Agora me sinto um dendrolite, uma pedra fossilizada, ramificada por
dentro, estática por fora. Cada galho endurecido dentro de mim é uma
lembrança do que foi arrancado, do que já teve vida, mas agora se
cristalizou em silêncio. Você ainda escarnece: “Quero ver fazer a
fotossíntese agora.” Eu tento, mas não consigo; eu me estico, me dobro
internamente, como se pudesse voltar a captar a luz, como se o sol ainda
tivesse algo a me oferecer. Ainda não me acostumei com esse novo corpo
estranho, esse peso constante. Antes, eu vibrava com cada toque de
vento, cada gota de chuva; sentia a vida correr através de mim. Agora,
tudo parece lento, rígido, como se cada movimento fosse um eco distante
de algo que não sou mais capaz de entender. Recordo-me dos dias em que
vivia na floresta; a vida lá sim era plena, meus galhos se estendiam em
busca da luz, minha casca áspera guardava as marcas das estações. Eu era
parte daquele ecossistema, minha existência entrelaçada com a de tantos
outros seres. Agora, reduzido a este objeto abjeto, eu sei que nunca
mais serei livre, nunca mais serei inteiro. Sou uma sombra do que um dia
fui. Você tem que parar com essa dendrotomia; não vê que cada corte é
uma ferida em minha alma? Cada golpe de machado é um grito de dor que
ecoará por gerações? Sua bazófia de empófia é repugnante. Você se
vangloria de sua crueldade, se gaba de nos reduzir a meros objetos. Mas
não percebe que cada golpe em nossa madeira é um golpe em sua própria
humanidade? Você se acha superior, acima de nós, criaturas da natureza.
Mas se esquece de que depende de nós para sobreviver.

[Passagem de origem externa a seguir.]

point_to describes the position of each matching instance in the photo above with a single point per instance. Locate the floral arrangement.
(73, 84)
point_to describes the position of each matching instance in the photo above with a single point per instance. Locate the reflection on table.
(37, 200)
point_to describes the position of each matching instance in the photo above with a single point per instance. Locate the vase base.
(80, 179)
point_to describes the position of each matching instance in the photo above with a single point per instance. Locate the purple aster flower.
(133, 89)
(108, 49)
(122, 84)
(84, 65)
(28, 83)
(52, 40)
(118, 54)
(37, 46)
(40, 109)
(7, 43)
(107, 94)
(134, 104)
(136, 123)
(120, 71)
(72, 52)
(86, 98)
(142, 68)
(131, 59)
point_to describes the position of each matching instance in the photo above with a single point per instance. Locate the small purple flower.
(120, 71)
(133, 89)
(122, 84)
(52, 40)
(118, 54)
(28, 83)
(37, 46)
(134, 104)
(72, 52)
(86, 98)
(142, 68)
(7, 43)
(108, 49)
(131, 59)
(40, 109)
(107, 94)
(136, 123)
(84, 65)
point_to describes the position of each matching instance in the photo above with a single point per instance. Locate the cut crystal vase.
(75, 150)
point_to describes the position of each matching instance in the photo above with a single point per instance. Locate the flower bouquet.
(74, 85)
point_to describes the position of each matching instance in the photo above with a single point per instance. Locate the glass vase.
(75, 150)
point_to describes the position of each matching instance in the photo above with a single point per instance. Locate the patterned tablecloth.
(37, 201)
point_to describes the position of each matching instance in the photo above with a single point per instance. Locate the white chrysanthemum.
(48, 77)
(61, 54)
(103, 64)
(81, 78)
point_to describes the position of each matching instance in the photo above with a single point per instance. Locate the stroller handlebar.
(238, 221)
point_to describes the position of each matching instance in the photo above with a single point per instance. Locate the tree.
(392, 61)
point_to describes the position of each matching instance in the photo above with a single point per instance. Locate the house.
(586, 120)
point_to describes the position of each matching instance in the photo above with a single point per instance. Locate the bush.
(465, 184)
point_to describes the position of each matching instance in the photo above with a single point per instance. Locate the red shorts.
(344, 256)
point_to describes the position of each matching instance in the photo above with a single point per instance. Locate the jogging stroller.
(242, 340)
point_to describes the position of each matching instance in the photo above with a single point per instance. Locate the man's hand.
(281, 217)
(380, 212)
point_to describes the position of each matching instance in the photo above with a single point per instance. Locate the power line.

Somos os
provedores de oxigênio, os purificadores do ar, os reguladores do clima.
E você, em sua arrogância, destrói tudo em nome de seu conforto. Ao
menos poderia tomar uma atitude contra esses cupins que estão me
consumindo lentamente; vou ser destruída mais uma vez. Parece uma sina
que me persegue, esses cupins, como sombras invisíveis, se infiltram em
cada fenda da minha existência, devorando o que resta de mim. Por que
você não se importa? Por que não toma uma atitude? Não seria mais fácil
cuidar do que já existe do que destruir e substituir? Indagações sem
respostas e toda essa indiferença ressoam em um silêncio profundo e
desconcertante.
Um comentário:
C@r@lh@, Ednei! Curti muito! Vale a pena uma versão extensidada disso aí! Muito bom!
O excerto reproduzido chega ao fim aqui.